The prior art device involved a system whereby the user activated a transmitter by entering a code that signaled the recognition device. The applicant could have distinguished this prior art solely on the ground that the signal here goes from the recognition device to the transmitter. The applicant did not choose to rest on this ground alone (likely because this was an obvious variant of the prior art), but instead emphasized that the patented device was distinguishable both because of the signal direction and because it was hands-free and automatic. The patentee agreed at oral argument that a card swipe was no less covered by the disclaimer than the pressing of buttons.
We have repeatedly held that a disclaimer cannot be avoided simply by pointing out that the prior art could have been distinguished on another ground. See, e.g., Norian Corp. v. Stryker Corp., 432 F.3d 1356, 1361-62 (Fed.Cir.2005) (holding that patentees must be held to the scope of what they ultimately claim, and are not allowed to assert that claims should be construed to surrender only what was necessary to avoid the prior art); Fantasy Sports Properties, Inc. v. Sportsline.com, Inc., 287 F.3d 1108, 1115 (Fed.Cir.2002) (“Fantasy acquiesced in [the examiner’s] rejections by canceling all claims that did not contain the ‘bonus points’ limitation at issue on appeal, and thus cannot now be heard to argue post hoc that it was the combination of the aforementioned limitations that rendered its invention patentable over the prior art.”). Schindler’s disclaimer must be based on what he said, not on what he could have said. Thus, I find Schindler’s reading of the disclaimer to be just as untenable as the majority’s reading.
A competitor reading the specification and the prosecution history is entitled to *1289rely on the patent and prosecution history. In my view, the majority’s claim construction artificially eliminates that disclaimer in limiting it to actions taken after the transmitter is in range of the recognition device.3

. The specification provides: "A further variation consists in that information transmitter 1 is not carried along as a separate card, but executed as coded key means. For example, in a residential or in an office building, the building key can be provided with information transmitter 1. Recognition device 5 is then mounted at the door lock so that elevator control 10 also receives the destination call upon the opening of the door.” '094 patent col. 5 11.27-33.

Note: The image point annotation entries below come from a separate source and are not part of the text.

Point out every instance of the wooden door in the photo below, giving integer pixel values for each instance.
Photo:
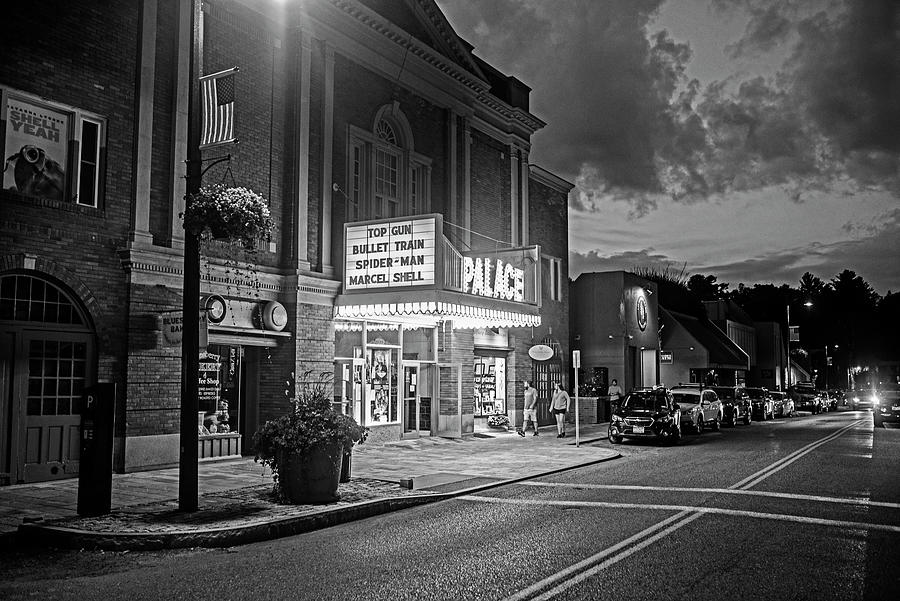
(46, 406)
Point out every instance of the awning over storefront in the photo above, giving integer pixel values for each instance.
(435, 306)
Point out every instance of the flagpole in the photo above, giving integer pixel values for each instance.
(190, 341)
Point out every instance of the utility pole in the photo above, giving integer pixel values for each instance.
(190, 339)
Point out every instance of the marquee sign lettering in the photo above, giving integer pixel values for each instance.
(390, 254)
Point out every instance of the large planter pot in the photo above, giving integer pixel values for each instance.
(313, 476)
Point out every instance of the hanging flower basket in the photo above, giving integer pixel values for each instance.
(228, 213)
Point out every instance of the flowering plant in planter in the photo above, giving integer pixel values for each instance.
(311, 425)
(237, 213)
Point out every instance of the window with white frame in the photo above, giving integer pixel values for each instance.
(53, 151)
(555, 280)
(387, 178)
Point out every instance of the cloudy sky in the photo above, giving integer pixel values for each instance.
(753, 140)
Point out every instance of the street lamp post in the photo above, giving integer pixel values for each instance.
(806, 304)
(190, 341)
(833, 346)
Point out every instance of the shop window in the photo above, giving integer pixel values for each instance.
(387, 178)
(26, 298)
(419, 344)
(53, 151)
(220, 389)
(56, 377)
(383, 406)
(490, 386)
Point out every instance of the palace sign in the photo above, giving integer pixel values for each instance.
(493, 278)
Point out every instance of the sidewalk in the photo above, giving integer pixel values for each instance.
(236, 506)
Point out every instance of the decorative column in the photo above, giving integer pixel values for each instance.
(180, 120)
(513, 196)
(143, 126)
(327, 160)
(524, 171)
(301, 149)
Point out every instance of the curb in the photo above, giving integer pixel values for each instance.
(59, 536)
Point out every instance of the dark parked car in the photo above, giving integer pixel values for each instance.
(735, 404)
(887, 405)
(829, 401)
(761, 402)
(805, 398)
(862, 399)
(784, 405)
(647, 413)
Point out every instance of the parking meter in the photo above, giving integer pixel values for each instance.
(95, 469)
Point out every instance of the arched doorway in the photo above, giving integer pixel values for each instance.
(46, 360)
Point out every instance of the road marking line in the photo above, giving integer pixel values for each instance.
(726, 491)
(573, 573)
(692, 514)
(754, 479)
(691, 509)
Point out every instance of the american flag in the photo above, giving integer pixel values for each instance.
(218, 108)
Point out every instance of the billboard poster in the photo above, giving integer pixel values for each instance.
(36, 149)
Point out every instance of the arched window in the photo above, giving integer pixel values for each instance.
(27, 298)
(387, 177)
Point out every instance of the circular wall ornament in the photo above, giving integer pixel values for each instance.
(540, 352)
(642, 313)
(274, 316)
(215, 307)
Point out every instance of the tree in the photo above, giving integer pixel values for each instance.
(706, 288)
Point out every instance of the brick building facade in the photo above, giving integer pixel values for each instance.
(346, 112)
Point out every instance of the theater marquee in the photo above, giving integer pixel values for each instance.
(390, 254)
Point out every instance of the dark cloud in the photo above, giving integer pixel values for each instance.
(767, 28)
(626, 124)
(626, 261)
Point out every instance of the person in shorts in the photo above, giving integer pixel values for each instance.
(559, 406)
(530, 413)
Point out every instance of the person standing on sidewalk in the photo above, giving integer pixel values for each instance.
(530, 412)
(614, 392)
(559, 405)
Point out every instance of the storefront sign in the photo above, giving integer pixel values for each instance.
(493, 278)
(390, 254)
(540, 352)
(172, 322)
(208, 383)
(642, 313)
(37, 146)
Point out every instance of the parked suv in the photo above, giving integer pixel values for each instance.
(762, 405)
(735, 404)
(647, 413)
(805, 398)
(862, 399)
(700, 408)
(887, 407)
(784, 405)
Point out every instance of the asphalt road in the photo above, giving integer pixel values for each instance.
(800, 508)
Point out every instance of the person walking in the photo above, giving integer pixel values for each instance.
(530, 412)
(559, 405)
(614, 392)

. At oral argument, appellant stated that "[i]f the signal is initiated from the card, that is disclaimed by the amendment .... It doesn’t matter whether the actuation is by buttons .... The point is, the initiation of the communication is initiated by the recognition device so that the card can now be passive .... That was the distinction [made in the prosecution history], not whether it was buttons or not, but the actuation no longer came from the information transmitter.” Oral Arg. at 40:43-41:27 (emphasis added).

. The majority opinion also appears to rely on the unclaimed "individual features” embodiment relating to finger print recognition. See Majority Op. at 1283. Given that this embodiment was abandoned, I do not think that it suggests anything regarding the scope of the claims that were retained. In particular, the prosecution history disclaimer cannot have been addressed to the abandoned claims.